A single prompt kicked off a full autonomous evaluation pipeline. Neo explored the codebase, designed the benchmarking strategy, ran the experiments, and delivered a 19% quality improvement with a 79% cost reduction.
What is Neo
Neo is a fully autonomous AI Engineering Agent that lives in your VS Code IDE or Cursor. You give it a high-level goal. It plans the implementation, writes the code, runs tests, and iterates until the project is complete.

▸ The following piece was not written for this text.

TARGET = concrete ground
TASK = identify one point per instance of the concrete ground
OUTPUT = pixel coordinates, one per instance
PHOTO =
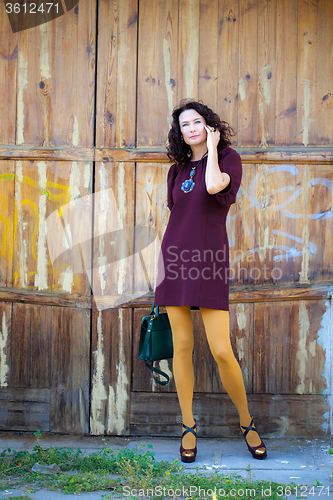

No hand-holding, no step-by-step instructions.
Neo handles the full AI/ML engineering stack: RAG pipelines, model fine-tuning, evaluation harnesses, classical ML experimentation, and deployment pipelines. It can explore an unfamiliar codebase, identify what is broken or missing, design a solution, and ship it.

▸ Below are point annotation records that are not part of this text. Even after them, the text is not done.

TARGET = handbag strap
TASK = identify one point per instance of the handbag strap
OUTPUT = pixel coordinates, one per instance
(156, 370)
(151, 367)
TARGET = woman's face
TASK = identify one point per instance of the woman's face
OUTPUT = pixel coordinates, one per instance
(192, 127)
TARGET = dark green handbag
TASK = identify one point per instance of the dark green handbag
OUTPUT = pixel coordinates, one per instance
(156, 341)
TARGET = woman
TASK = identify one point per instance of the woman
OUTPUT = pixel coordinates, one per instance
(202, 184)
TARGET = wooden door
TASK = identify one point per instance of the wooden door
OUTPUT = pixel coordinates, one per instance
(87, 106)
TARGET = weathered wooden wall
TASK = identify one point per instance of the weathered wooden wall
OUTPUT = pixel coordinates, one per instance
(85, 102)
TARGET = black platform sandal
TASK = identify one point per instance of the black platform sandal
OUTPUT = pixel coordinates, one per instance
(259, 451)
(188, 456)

The project was a customer support chatbot for TechFlow Solutions, built on a standard RAG setup: ChromaDB for vector retrieval, a system prompt, and an LLM to generate responses. The team had a general sense it was "okay" but nobody had actually measured anything. No scores, no baselines, no way to know if a change made things better or worse.
The prompt given to Neo was straightforward: evaluate the chatbot for quality and cost, optimize it, and report back. What followed was a three-phase process that Neo designed and executed autonomously.
The setup: TechFlow's chatbot handles customer questions about pricing, features, and account management. The knowledge base is a set of markdown docs loaded into ChromaDB. Six representative turns from a real production session were used as the evaluation dataset across all three phases.
Phase 1: Establishing a Real Baseline
The first thing Neo identified was that the existing evaluator.py was not actually evaluating anything. It was doing pattern-matching heuristics: checking whether responses contained certain keywords, counting source references, and flagging boilerplate phrases. The scores it produced looked like numbers but carried no real signal about response quality.
Neo rewrote the evaluator from scratch to make real API calls to anthropic/claude-haiku-4-5 via OpenRouter. The judge receives the user question, the assistant response, and the retrieved source chunks with their similarity scores. It scores each turn on four metrics - relevance, accuracy, helpfulness, and overall quality - all on a 0-10 scale, and returns a reasoning string per turn.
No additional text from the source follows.